The 2014 duPont Award Winners from Alfred I. duPont Awards on Vimeo.
The Center for Investigative Reporting won today two Alfred I. duPont-Columbia University Awards for broadcast and digital journalism.
CIR was the only news organization awarded twice.
The panel of judges recognized CIR’s Broken Shield series and Rape in the Fields project. Rape in the Fields/Violación de un Sueño was the first investigation of its kind to expose the widespread sexual harassment and assault of female agricultural workers. CIR collaborated with the Investigative Reporting Program at the UC Berkeley Graduate School of Journalism, FRONTLINE and Univision on this project.
The investigation produced two hourlong documentaries in two languages broadcast on FRONTLINE and Univision, an animation in English and Spanish, and long-form text pieces that appeared in The Seattle Times and across California. A companion radio series based on the overall Rape in the Fields project was broadcast on KQED, NPR and Radio Bilingue.
Since the documentaries first aired, they have been shown in communities throughout California. The videos are being used in training programs to help migrant women understand their rights.
The project was reported by Bernice Yeung and Grace Rubenstein at CIR with additional reporting by video producer Daffodil Altan.

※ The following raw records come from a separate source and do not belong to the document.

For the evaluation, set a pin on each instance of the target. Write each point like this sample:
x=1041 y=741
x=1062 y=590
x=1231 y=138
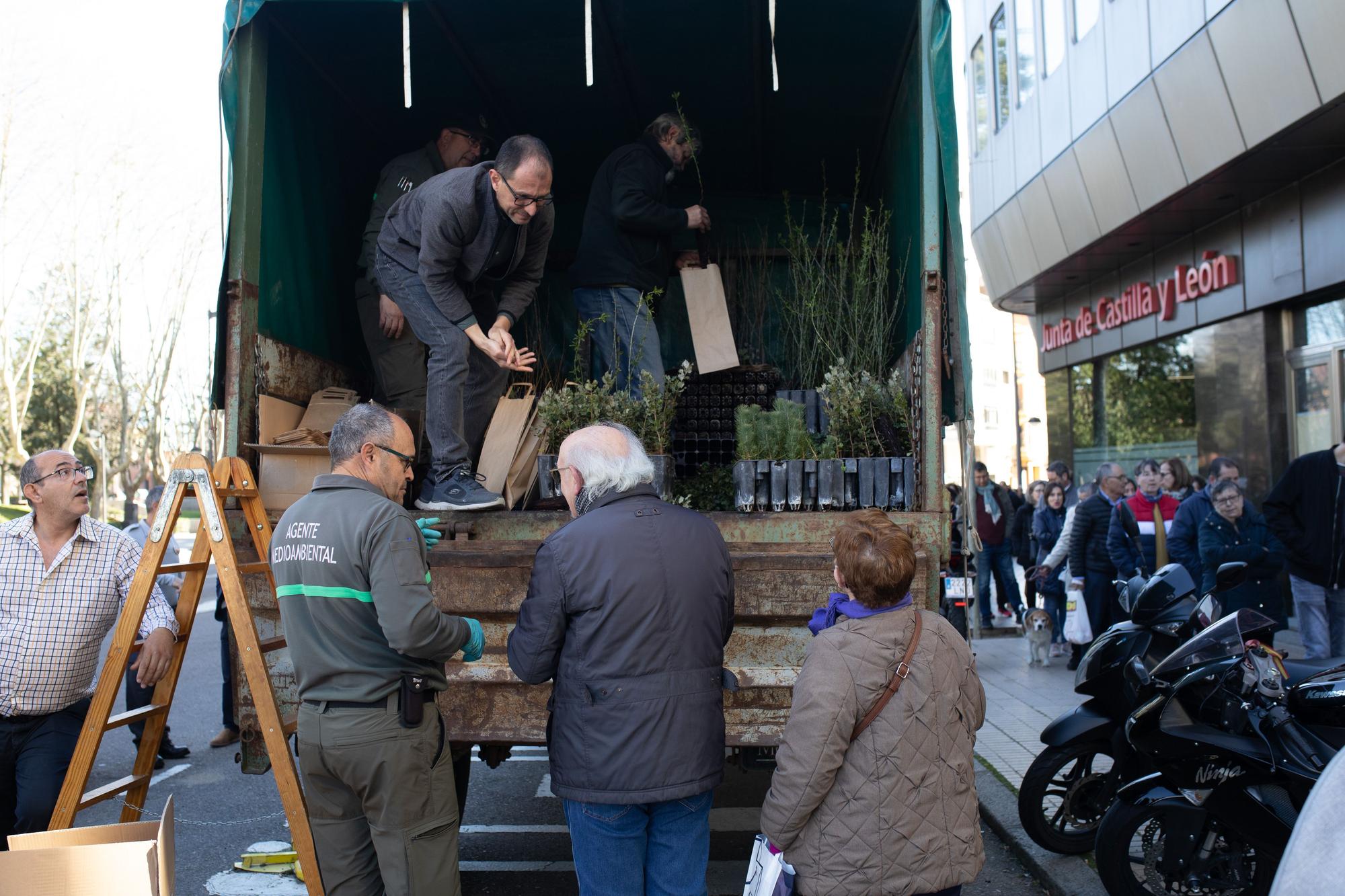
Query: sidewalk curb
x=1059 y=874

The documentaries were written and directed by Lowell Bergman and Andres Cediel at IRP and edited by CIR’s Stephanie Mechura. Ariane Wu produced “Hidden in the Harvest,” a video illustrated by Marina Luz, with additional story production by Altan, Sam Ward and Mia Zuckerkandel. Editors Susanne Reber, Richard C. Paddock and Robert Salladay managed the project at CIR. Rubenstein and KQED reporter Sasha Khokha produced the companion radio series.
Broken Shield exposed how an internal California police force failed to protect developmentally disabled residents in state-run institutions. The reporting prompted legislative reforms, policy changes and a criminal investigation.
The series has won several honors, including an Emmy Award and George Polk Award, and was a finalist for the 2013 Pulitzer Prize for public service. Reporter Ryan Gabrielson spent 18 months uncovering systemic failures. Carrie Ching and Monica Lam produced videos and multimedia for the series, with contributions from illustrator Luz. Salladay, CIR’s managing editor, directed and edited the series. Sharon Tiller was executive producer for the video, and Zuckerkandel oversaw the design of the project website and e-book.
CIR’s awards were among 14 winning entries in this year’s Alfred I. duPont-Columbia University Awards, established in 1942. The winners will be honored at a ceremony at Columbia University on Jan. 21.
The awards cap a year in which CIR, a 75-person newsroom, has won major national awards for video, radio, text and online journalism. CIR’s 2013 honors include a George Polk award, two IRE awards, an Online Journalism Award from the Online News Association, an Edward R. Murrow award, the Barlett and Steele award and a national news and documentary Emmy. CIR also was a finalist in the public service category for the Pulitzer Prize.